Though at the moment our grief is nearly unbearable and we’re living each hour as it comes, we remember with joy and love our little Owen, the most beautiful baby in the world.
We had a lovely day Tuesday. Owen and I had had to go into the Royal Children’s for an appointment and he traveled really well. I even thought that I may be able to take him out a bit more. When we got home we had a couple of restful hours before a friend, Lee arrived to have a play with Owen. They spent a couple of hours together and she took him for a walk, something he loved.
That evening another friend, Anna, came over and we chatted, played with Owen, and put him to bed. As usual I checked him several times but he seemed to be quite comfortable and sleeping happily. And then when I checked him again, he was dead.
Tony was away for the first time since May. He had kissed us both good-bye in the morning as we were sleeping on the lounge together, and he had even taken a photo of us.
The next couple of hours were very surreal.
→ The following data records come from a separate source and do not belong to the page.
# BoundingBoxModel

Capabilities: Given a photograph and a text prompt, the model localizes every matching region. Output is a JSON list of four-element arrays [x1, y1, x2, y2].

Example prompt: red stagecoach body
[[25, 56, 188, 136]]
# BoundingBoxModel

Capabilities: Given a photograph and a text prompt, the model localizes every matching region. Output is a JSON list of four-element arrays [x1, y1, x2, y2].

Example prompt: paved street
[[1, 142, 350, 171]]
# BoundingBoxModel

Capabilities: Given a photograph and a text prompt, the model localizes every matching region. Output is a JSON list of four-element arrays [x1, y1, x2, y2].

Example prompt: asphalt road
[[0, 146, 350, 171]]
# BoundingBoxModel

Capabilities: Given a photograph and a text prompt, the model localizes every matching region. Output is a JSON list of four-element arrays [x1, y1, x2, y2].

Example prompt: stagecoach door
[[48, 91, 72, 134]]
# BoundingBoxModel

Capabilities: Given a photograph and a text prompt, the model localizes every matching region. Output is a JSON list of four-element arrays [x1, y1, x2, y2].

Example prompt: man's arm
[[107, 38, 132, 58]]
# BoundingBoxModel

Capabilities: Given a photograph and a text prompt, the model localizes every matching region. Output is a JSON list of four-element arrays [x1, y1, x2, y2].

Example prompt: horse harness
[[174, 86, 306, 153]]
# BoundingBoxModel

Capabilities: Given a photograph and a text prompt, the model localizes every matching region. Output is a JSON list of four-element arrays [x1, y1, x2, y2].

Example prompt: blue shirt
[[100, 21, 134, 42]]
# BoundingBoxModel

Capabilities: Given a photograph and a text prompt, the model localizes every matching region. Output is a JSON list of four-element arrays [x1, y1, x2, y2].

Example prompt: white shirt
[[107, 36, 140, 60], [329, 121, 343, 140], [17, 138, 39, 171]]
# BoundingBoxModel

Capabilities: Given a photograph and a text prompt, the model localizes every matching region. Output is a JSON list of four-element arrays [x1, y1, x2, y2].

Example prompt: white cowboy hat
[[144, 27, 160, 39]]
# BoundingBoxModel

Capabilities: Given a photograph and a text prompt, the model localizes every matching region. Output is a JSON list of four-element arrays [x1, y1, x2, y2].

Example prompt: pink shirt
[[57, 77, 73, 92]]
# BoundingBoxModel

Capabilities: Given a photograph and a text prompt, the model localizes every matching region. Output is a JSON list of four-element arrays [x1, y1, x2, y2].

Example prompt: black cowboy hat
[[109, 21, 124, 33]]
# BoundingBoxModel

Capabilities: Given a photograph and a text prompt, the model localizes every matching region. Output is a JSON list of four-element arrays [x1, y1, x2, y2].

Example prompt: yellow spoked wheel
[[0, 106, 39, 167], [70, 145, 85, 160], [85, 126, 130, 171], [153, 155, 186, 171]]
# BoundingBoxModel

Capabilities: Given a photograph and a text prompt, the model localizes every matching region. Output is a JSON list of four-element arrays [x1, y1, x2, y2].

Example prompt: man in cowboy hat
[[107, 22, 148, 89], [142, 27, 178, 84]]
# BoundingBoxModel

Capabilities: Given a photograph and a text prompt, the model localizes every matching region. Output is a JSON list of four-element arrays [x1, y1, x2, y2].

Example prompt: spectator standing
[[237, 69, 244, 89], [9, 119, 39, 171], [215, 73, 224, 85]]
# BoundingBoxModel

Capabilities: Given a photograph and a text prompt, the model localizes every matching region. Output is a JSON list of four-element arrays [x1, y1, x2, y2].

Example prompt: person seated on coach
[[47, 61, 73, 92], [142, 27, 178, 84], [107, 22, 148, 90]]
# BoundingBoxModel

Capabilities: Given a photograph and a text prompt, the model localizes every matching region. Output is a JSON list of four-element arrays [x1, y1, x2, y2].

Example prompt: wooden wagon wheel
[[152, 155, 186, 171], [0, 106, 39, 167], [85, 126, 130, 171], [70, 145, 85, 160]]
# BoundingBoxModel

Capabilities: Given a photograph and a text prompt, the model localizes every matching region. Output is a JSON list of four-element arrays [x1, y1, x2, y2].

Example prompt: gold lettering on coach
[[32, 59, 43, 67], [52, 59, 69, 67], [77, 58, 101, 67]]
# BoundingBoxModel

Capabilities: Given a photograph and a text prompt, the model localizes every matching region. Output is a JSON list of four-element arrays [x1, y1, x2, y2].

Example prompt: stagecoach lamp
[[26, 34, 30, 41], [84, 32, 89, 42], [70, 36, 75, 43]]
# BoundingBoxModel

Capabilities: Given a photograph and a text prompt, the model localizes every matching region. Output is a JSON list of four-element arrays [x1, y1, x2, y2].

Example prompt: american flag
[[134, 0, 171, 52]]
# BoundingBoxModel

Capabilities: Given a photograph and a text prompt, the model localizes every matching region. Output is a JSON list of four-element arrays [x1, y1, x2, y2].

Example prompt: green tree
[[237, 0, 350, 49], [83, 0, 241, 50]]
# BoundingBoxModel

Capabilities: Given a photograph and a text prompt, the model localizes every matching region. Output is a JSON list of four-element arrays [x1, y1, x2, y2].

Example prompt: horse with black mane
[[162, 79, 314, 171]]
I was sure that Owen was dead when I saw him, and I was right, but we still called the ambos and tried all we could. The same fire men came as the Sunday before, so it was pretty traumatic for them. This time they didn’t leave when the ambos arrived but waited to see what the outcome would be. As if we didn’t all know. During all this Anna was desperately trying to get the phone number of Tony’s hotel in the Barossa as him mobile phone’s battery was flat…
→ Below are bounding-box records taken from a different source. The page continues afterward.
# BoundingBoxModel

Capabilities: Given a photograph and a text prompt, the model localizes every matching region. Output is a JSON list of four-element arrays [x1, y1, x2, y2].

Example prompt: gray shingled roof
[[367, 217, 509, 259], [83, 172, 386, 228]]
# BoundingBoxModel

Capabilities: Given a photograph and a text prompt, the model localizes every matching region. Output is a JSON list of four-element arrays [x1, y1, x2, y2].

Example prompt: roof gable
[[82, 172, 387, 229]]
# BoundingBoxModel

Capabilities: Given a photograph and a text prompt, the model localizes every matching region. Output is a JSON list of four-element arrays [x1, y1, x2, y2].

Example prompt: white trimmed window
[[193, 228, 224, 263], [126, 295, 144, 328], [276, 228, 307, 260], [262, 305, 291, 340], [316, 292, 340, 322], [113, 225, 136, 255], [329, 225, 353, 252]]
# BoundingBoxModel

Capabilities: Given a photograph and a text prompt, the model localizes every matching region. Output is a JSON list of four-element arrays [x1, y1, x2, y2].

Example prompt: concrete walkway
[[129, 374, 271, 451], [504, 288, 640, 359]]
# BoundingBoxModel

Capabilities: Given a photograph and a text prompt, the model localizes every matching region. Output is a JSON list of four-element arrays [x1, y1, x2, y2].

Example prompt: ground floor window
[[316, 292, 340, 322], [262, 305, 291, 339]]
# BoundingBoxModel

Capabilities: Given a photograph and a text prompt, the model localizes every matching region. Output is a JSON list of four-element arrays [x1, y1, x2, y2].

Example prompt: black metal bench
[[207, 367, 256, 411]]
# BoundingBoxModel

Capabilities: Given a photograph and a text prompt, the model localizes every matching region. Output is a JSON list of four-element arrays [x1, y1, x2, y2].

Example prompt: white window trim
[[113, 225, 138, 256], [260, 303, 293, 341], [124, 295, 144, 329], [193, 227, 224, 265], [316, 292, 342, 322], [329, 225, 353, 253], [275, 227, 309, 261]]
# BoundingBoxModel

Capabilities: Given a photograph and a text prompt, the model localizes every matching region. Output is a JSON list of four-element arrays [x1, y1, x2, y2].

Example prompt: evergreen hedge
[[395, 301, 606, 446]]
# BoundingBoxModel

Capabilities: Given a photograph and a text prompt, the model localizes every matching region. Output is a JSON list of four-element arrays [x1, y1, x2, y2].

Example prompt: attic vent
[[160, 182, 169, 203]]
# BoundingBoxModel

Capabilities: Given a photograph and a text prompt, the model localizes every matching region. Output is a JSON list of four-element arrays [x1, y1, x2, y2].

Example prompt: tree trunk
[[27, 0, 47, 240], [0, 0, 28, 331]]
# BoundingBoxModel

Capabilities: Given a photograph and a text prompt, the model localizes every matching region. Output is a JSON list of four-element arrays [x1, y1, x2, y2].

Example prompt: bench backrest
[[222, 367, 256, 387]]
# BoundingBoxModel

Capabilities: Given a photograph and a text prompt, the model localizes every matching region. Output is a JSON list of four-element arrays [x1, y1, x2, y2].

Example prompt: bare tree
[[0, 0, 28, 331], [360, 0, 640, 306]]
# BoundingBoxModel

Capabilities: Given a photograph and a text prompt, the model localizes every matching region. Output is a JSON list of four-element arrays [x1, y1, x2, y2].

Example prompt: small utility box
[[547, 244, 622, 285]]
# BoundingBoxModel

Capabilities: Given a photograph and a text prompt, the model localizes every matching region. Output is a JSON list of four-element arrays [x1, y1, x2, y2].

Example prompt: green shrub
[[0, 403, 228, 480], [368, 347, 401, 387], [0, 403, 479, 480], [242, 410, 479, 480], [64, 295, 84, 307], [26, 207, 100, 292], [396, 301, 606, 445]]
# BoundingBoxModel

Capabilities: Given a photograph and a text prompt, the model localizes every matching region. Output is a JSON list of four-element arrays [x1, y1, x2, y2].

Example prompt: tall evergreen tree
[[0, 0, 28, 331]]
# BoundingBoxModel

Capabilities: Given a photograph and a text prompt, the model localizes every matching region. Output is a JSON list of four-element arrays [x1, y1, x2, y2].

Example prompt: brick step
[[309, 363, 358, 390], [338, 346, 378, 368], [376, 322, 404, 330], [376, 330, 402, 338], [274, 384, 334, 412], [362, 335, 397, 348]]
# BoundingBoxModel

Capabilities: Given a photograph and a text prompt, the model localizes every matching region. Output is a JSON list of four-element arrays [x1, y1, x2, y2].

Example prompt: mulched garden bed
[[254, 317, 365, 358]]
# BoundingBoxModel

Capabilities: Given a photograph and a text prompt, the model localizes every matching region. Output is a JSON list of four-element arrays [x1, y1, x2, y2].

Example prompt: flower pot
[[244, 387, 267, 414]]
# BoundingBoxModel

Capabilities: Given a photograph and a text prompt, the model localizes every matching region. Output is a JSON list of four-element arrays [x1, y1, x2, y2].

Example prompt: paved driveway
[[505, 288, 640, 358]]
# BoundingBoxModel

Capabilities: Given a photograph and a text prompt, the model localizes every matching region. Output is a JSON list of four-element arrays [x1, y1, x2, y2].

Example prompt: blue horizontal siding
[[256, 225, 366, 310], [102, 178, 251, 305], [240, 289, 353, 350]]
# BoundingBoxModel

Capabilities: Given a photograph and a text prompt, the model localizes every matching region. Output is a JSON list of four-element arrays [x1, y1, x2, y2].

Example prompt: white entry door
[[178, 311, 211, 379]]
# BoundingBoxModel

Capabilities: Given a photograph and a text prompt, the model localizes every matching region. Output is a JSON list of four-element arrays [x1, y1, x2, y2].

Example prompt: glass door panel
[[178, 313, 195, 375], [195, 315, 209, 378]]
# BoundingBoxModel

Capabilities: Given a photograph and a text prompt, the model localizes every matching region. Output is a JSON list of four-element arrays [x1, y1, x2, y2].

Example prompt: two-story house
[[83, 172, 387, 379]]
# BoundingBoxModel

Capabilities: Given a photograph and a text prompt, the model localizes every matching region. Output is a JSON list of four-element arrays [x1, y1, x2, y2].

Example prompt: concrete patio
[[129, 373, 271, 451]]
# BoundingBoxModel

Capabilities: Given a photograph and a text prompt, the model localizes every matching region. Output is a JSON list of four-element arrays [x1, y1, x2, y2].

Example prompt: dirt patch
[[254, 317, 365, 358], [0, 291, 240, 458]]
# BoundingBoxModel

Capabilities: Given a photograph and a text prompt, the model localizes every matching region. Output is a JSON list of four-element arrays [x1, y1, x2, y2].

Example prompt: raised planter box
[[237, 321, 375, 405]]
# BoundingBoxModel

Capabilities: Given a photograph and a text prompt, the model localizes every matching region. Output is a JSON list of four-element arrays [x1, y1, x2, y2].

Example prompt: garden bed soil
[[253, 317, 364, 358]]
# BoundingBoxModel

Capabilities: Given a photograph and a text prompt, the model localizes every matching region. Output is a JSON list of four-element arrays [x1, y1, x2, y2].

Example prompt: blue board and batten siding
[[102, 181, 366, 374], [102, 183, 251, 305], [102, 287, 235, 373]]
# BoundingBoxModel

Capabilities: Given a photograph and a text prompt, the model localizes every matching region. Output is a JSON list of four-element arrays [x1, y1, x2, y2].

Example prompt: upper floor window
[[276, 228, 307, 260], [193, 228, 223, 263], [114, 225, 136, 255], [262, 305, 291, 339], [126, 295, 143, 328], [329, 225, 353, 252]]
Finally the ambos gave up on Owen and the grief that I’d been holding at bay washed over me. There is nothing in this world quite like it and I wouldn’t wish the experience on my worse enemy. Not that I think I have one…
Meanwhile Tony was beside himself trying to get home. Fortunately his boss was with him as were other work colleagues; they charted a plane and drove him to Adelaide airport.
That night – fittingly – was the biggest electrical storm over Melbourne for some years. Tony flew through it in a tiny plane with a pilot he describes as looking about 12, and came home to Owen and me.
Despite the ambos wanting to take us to the hospital (I really couldn’t see the point) we were waiting for him.
Owen’s funeral was on Sunday 7th December. Thank you to everyone who came and all those who sent cards, flowers, letters and emails. All the support during and after Owen’s life has been amazing, and has made a difference to us in that we do not feel so alone in our grief. Owen was loved by many, and he deserved to be. Little pumpkin.
We will update this site in a month or so, as Owen’s story is not over, and neither is ours.
I have said many times, if love was what Owen needed to help him, he would not have had any trouble at all.